Le répit : une nécessité vitale, pas un luxe
Le répit est une pause. Une parenthèse temporaire où l’aidant peut confier son proche à un professionnel ou à une structure d’accueil pour se reposer, respirer, retrouver du temps pour soi. Il ne s’agit ni d’abandon ni de relâchement : c’est une mesure de survie.
Car l’épuisement de l’aidant n’est pas une abstraction. Il s’exprime à travers des nuits hachées, des douleurs physiques, une anxiété diffuse, un repli social parfois durable. Le répit permet de rompre ce cercle, de reconstruire un équilibre.
Les différentes formes de répit
Le répit prend de multiples visages. Il peut s’agir d’un accueil de jour où le proche est accompagné quelques heures, d’un séjour temporaire en établissement, d’un professionnel qui intervient à domicile pour « relayer » l’aidant, ou encore d’ateliers collectifs, de cafés des aidants, de groupes de parole.
Ces dispositifs sont inscrits dans la loi depuis 2015 et soutenus par les plateformes locales de répit. Ils visent à soulager l’aidant, mais aussi à maintenir la qualité d’accompagnement du proche. Trop souvent, les aidants n’y recourent pas par culpabilité. Pourtant, un aidant reposé est un aidant qui aide mieux.
Congé et répit : une articulation indispensable
Trouver le bon équilibre pour éviter l’épuisement
Le congé de proche aidant et le répit ne s’opposent pas : ils se complètent.

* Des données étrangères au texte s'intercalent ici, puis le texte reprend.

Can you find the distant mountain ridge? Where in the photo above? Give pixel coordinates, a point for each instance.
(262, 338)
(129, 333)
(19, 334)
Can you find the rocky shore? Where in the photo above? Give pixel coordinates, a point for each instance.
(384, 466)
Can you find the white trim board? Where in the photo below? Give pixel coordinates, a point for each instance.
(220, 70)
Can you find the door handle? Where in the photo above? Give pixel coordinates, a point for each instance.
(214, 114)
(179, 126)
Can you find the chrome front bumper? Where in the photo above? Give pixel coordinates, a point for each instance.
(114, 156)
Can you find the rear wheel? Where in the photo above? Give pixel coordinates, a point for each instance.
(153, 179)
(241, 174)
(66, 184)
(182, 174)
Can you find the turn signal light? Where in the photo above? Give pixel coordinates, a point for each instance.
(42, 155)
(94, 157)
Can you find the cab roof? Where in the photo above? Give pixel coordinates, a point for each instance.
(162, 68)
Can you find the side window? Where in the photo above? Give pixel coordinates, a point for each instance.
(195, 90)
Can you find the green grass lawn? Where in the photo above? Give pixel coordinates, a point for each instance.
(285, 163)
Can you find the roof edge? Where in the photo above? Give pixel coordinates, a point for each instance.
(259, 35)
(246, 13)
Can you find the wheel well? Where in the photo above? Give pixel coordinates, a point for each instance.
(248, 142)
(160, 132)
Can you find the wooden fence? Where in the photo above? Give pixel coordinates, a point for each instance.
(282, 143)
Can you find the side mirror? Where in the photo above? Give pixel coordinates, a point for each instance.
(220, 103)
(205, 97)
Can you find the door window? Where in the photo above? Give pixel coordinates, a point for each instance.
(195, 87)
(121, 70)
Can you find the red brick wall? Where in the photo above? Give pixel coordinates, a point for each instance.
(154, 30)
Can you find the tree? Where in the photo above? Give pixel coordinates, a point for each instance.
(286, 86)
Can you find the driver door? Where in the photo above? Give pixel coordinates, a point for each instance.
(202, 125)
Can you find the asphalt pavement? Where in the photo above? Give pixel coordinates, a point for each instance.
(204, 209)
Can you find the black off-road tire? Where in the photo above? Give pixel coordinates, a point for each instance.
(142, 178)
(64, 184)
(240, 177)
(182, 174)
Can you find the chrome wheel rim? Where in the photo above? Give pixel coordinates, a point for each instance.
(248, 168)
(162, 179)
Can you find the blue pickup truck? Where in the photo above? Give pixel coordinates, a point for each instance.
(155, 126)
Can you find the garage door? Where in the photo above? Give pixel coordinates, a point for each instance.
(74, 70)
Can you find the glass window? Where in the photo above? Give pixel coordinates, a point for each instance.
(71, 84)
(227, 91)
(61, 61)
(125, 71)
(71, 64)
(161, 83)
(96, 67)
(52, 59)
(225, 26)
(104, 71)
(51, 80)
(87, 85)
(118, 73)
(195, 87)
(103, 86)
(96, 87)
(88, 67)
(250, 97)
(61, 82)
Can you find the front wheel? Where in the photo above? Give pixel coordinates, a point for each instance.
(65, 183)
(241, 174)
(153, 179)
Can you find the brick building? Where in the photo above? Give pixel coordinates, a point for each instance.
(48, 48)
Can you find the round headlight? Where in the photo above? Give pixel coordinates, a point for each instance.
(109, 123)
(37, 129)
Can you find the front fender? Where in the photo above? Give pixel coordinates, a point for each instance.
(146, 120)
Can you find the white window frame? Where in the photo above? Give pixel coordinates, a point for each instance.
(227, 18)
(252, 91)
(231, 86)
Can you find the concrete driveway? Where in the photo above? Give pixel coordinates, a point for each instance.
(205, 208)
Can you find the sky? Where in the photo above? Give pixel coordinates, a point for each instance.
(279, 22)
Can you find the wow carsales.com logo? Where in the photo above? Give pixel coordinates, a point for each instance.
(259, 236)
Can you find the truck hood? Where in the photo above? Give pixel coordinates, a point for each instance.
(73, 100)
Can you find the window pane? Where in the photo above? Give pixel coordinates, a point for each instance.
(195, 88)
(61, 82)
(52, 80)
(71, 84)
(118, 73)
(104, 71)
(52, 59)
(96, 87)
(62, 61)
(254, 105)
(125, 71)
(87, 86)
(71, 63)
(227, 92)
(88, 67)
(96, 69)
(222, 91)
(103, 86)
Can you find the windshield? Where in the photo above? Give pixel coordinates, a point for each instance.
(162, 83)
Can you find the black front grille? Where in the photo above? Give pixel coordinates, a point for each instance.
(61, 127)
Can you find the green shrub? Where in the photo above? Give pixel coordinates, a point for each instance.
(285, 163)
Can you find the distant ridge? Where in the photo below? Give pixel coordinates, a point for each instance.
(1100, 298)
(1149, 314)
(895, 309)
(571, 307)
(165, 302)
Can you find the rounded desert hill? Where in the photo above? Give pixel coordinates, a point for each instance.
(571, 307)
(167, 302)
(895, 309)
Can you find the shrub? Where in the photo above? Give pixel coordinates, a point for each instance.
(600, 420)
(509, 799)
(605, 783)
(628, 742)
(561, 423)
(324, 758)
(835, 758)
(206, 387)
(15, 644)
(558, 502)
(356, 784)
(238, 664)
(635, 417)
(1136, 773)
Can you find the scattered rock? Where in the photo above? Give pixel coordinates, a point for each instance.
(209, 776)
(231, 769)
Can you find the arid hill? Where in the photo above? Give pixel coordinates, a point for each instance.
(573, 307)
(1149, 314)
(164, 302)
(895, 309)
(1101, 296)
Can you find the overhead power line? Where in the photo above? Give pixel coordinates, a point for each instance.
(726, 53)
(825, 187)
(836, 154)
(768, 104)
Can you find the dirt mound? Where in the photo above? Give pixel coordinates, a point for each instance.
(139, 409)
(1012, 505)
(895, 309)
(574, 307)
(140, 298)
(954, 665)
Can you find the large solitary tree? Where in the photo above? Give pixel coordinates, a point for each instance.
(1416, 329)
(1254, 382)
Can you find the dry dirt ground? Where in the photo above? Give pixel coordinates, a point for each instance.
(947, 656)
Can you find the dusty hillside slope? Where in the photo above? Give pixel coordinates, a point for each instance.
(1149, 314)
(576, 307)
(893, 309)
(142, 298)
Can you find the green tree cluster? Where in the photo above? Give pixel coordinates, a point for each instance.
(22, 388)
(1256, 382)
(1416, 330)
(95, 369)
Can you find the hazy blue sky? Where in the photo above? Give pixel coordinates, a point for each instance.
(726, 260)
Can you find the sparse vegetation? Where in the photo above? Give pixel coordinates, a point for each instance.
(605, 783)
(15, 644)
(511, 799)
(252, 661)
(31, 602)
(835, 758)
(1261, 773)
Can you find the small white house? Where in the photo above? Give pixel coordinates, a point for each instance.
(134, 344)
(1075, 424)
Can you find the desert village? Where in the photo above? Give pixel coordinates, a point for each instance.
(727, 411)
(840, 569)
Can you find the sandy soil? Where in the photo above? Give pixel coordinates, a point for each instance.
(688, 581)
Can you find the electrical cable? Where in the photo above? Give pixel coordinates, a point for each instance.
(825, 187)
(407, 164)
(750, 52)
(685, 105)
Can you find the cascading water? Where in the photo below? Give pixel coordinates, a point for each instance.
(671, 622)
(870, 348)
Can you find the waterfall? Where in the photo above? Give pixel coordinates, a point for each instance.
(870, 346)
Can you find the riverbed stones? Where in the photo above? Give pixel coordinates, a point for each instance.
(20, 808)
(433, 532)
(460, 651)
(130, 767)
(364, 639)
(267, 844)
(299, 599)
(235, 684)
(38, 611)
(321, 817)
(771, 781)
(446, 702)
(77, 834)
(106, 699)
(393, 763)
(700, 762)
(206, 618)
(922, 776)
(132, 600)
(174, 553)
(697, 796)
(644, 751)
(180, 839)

L’un permet de réduire ou suspendre l’activité professionnelle, l’autre permet de souffler réellement pendant cette période où la charge domestique reste élevée.
Prendre un congé sans répit revient souvent à déplacer la fatigue du bureau au domicile. À l’inverse, bénéficier d’un répit sans ajuster son emploi du temps peut laisser l’aidant dans une course permanente. L’enjeu est d’orchestrer les deux, de manière à construire un parcours d’aidance soutenable.
Les signes qui doivent alerter
Lorsque l’isolement s’installe, que le sommeil se dérègle, que la culpabilité devient permanente et que les équilibres familiaux vacillent, il est temps de chercher un soutien. Les associations, les groupes d’écoute, les professionnels du médico-social ou encore les dispositifs institutionnels peuvent accompagner cet ajustement.
Les témoignages recueillis par la Fondation Notre Dame évoquent souvent la même phrase : « Je vis sa vie, le temps et l’esprit sont monopolisés. » Cette absorption totale est le signal d’un besoin urgent de relais.
L’engagement de la Fondation Notre Dame au service des aidants
Le Fonds des Aidants : écoute, formation, répit
Consciente de la fragilité de ces parcours et de la solitude dans laquelle tant d’aidants avancent, la Fondation Notre Dame a créé le Fonds des Aidants. Son ambition : apporter des réponses concrètes, humaines et efficaces.
Ce fonds soutient des associations qui proposent :
- des temps d’écoute, individuels ou collectifs ;
- des formations pour comprendre les troubles, poser des limites, s’orienter dans les aides ;
- des solutions de répit adaptées : séjours, ateliers, structures d’accueil.
Pour son appel à projets 2026, le Fonds mobilise 700 000 €, dont 350 000 € déjà collectés, afin de financer des initiatives partout en France.